Paper Citing NAMD - Abstract
Shi, Mingsong; Zhang, Chunchun; Xie, Yani; Xu, Dingguo
Stereoselective inclusion mechanism of ketoprofen into beta-cyclodextrin: insights from molecular dynamics simulations and free energy calculations
THEORETICAL CHEMISTRY ACCOUNTS, 133 Art. No. 1556, AUG 26 2014
The host-guest inclusion mechanism formed between beta-cyclodextrin and those poorly water-soluble drug molecules has important applications in supramolecular chemistry, biology and pharmacy. In this work, the chiral recognition ability of beta-cyclodextrin to one of nonsteroidal anti-inflammatory drugs, ketoprofen, has been systematically investigated using molecular dynamics and free energy simulation methods. The R- and S-enantiomers of ketoprofen were explicitly bound within the cyclodextrin cavity in our simulations, respectively.
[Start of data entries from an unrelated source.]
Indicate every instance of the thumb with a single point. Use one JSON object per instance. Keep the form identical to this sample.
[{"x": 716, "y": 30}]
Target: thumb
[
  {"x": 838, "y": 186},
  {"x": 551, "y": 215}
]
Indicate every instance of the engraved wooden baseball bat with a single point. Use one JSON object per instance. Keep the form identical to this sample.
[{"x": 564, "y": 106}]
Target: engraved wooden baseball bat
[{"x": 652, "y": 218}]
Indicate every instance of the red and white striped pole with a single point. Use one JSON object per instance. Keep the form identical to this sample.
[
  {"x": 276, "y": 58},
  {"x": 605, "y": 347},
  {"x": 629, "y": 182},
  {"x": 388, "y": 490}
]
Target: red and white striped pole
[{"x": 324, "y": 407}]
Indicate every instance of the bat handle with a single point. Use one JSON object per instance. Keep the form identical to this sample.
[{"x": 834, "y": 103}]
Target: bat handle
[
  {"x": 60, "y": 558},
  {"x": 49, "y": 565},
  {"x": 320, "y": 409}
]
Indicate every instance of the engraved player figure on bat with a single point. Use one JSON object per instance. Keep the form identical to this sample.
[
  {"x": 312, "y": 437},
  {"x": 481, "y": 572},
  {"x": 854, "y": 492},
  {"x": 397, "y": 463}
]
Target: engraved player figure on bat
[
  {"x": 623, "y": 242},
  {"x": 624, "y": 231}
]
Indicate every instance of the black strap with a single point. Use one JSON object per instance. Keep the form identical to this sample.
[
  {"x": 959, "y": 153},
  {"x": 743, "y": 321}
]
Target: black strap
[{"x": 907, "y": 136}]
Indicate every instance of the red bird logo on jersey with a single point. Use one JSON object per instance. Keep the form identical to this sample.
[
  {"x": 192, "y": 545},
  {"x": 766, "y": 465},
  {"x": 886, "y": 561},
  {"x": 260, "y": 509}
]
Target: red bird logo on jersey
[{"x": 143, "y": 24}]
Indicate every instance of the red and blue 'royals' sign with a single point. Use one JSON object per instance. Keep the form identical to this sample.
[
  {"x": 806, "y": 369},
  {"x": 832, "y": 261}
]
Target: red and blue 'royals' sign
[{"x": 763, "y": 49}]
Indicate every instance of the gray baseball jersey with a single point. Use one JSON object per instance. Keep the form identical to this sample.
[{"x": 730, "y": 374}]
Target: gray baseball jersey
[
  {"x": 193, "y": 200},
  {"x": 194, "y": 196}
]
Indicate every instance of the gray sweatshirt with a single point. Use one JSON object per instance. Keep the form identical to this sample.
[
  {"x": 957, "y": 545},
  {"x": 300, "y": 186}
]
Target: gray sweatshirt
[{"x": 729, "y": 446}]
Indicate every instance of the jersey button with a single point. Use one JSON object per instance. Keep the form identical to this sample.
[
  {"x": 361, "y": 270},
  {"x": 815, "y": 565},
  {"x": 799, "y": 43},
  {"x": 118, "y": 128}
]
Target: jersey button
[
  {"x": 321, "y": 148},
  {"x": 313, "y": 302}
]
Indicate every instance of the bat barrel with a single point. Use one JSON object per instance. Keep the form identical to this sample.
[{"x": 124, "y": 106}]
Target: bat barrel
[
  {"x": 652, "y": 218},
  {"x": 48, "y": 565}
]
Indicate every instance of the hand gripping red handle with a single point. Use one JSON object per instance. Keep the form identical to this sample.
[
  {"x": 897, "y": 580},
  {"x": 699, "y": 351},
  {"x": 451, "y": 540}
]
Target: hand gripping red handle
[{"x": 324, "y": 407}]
In consistent with experimental observations, tiny structural difference between two isomers could be observed. Calculated absolute binding free energies using adapted biasing force (ABF) method and MM/GBSA approach for both isomers are comparable to experimental values. Significant binding fluctuations along the MD trajectory have been observed. The free energy profiles calculated using two different approaches reveal that the ketoprofen prefers binding in the cavity with the carboxylate group facing the wider edge of beta-cyclodextrin. Similar free energy profiles for two enantiomers obtained using ABF calculations indicate that it is very hard to separate and identify the chiral conjugates within the framework of the natural beta-cyclodextrin.